1. El accionante cuestiona que las disposiciones impugnadas son contrarias a las normas constitucionales que consagran los principios de irretroactividad de la ley (art. 14), de legalidad en materia tributaria (art. 179), de la doble imposición (art. 180), de la igualdad del tributo (art. 181), de la igualdad en dignidad y derechos (art. 46), de la igualdad antes las leyes (art. 47 inc. 2), y supremacía de la Constitución (art. 137).
2. Como ya fue expuesto en fallos anteriores y como lo remarca el Ministerio Público al tiempo de considerar el rechazo de la presente acción, los principios de irretroactividad de la ley, de la doble imposición, de la igualdad del tributo, y de la igualdad ante las leyes no se dan en la ejecución de la explotación de juegos de azar, en relación a su incursión dentro de los hechos generados del impuesto al valor agregado.
3. Ahora bien, aparece si interesante verificar si las normativas impugnadas son contrarias al principio de legalidad tributaria (principio de reserva legal, instituido con el aforismo "no hay tributo sin ley") pues argumenta la parte accionante que no se configura ninguno de los hechos generadores del impuesto al valor agregado (IVA), determinado por el art. 77 de la Ley 125/91, según el cual se gravarán los actos de: enajenación de bienes, prestación de servicios, excluidos los de carácter personal que se presten en relación de dependencia y la importación de bienes. Expone que la propia definición que la propia ley hace de la enajenación de bienes, al percibir que la misma constituye "...toda operación a título oneroso o gratuito que tenga por objeto la entrega de bienes con transferencia del derecho de propiedad, o que otorgue a quienes lo reciben la facultad de disponer de ellas como si fuera su propietario", excluye las actividades de venta de juegos de azar del ámbito de aplicación del impuesto. Refiere que los jugadores de quinielas, de loterías diferidas o de máquinas electrónicas son apostadores y las apuestas no se pueden tomar como una enajenación de bienes, pues la definición legal de esta última, en virtud del principio de legalidad tributaria no lo permite, ya que lo que se hace es un canje de dinero por apuestas y estas operaciones por ende no se pueden gravar con el impuesto al valor agregado, tal como lo permite el art. 6 impugnado, al derogar tácitamente su exoneración, cayendo entonces en la categoría de norma violatoría de la Constitución Nacional. La afectación de la propiedad por tributos, exige precisamente de una ley emanada del Poder Legislativo, lo que otorga precisamente la legitimidad por el cual este mecanismo nació y pervive, de ahí que al no ser la venta de una ficha o boleta de juego de azar de "quiniela" o de "lotería diferida" una enajenación gravada por el impuesto al valor agregado. Señala además el accionante que por el mismo principio de reserva legal, las fichas o boletas de juegos de azar no son comprobantes de venta de enajenación de bienes, tal como inconstitucionalmente lo disponen los Arts. 2, Inc. 7 y 28 del Decreto N° 6539/05. Concluye que al no estar la venta de una boleta de juego de azar enmarcada en la única definición legal y válida de enajenación de bienes (mucho menos en alguno de Sos otros supuestos), bajo ningún punto de vista se puede consentir que un decreto así lo establezca.

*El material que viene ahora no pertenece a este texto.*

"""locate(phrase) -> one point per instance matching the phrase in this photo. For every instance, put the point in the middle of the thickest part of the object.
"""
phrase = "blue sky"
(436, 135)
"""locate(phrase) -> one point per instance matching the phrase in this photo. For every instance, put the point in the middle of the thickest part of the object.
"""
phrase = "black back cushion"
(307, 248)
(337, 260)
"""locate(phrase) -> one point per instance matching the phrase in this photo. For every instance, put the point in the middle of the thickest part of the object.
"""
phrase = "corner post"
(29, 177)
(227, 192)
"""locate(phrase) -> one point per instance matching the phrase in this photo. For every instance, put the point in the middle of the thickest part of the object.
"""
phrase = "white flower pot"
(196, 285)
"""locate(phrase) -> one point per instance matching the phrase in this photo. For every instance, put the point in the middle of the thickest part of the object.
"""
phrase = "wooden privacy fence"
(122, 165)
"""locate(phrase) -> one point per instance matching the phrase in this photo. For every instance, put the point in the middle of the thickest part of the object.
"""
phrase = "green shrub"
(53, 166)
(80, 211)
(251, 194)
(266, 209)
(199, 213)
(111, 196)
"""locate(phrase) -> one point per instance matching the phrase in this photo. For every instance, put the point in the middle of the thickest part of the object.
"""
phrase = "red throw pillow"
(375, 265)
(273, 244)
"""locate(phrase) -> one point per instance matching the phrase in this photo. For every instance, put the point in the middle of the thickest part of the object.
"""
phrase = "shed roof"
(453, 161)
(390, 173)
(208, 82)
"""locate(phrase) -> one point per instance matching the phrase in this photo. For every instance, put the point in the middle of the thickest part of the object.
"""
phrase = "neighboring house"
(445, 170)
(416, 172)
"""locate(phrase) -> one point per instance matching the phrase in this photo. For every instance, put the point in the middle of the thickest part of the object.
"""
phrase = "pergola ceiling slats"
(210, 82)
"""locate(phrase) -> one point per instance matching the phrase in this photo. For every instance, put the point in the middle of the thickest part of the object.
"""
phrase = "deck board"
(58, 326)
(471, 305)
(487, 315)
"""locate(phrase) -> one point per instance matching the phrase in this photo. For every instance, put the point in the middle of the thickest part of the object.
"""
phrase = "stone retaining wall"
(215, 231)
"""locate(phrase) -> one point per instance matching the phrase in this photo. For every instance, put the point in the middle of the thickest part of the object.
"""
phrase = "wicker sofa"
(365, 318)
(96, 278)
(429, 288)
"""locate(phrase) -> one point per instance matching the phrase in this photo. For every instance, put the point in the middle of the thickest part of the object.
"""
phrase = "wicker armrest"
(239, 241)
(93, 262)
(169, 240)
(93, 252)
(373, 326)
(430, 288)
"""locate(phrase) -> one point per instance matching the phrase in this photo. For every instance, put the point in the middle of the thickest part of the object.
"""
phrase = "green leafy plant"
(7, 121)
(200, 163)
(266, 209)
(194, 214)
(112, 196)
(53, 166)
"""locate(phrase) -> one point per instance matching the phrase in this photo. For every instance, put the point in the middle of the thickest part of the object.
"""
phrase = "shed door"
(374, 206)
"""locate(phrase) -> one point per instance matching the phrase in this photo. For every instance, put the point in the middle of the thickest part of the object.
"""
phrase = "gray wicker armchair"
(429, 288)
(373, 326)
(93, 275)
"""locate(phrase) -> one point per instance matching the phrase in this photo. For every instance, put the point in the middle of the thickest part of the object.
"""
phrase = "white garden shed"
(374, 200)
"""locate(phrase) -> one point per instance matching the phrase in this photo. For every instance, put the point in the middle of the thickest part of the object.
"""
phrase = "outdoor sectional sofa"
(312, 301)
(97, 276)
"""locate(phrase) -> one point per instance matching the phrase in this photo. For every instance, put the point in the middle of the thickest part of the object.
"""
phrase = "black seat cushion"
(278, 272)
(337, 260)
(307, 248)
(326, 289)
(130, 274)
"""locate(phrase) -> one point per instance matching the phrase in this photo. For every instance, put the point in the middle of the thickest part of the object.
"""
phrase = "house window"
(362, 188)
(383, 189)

4. Según la primera de las disposiciones impugnadas, en la parte que agravia a los accionantes, se dispuso modificar el artículo 83 de la Ley 125/91 que exoneraba del pago del impuesto al valor agregado (IVA) al acto de enajenar "billetes, boletas y demás documentos relativos a juegos y apuestas". Según la redacción del nuevo artículo, se excluye tal exoneración prevista en la ley anterior. En cuanto a las otras normas impugnadas, el artículo 6 prevé: "Comprobantes de venta: cuando cumplen las disposiciones del presente decreto y están timbradas por la administración tributaria, son comprobantes de venta los siguientes documentos que acreditan la enajenación de bienes o la prestación de servicios... inc. 7) Boletas de lotería, sorteos, apuestas y demás juegos de azar", y el art. 28 dispone: "Requisitos de los boletos de lotería, sorteos, apuestas y demás juegos de azar...".
5. Como punto de partida creemos conveniente remitirnos a la norma constitucional que consagra al principio de legalidad tributaria. Así el artículo 179 de nuestra Ley Fundamental establece que: "De la creación de tributos. Todo Tributo, cualquiera sea su naturaleza o denominación, será establecido exclusivamente por la ley, respondiendo a principios económicos y sociales justos, así como a políticas favorables al desarrollo nacional. Es también privativo de la ley determinar la materia imponible, los sujetos obligados y el carácter del sistema tributario".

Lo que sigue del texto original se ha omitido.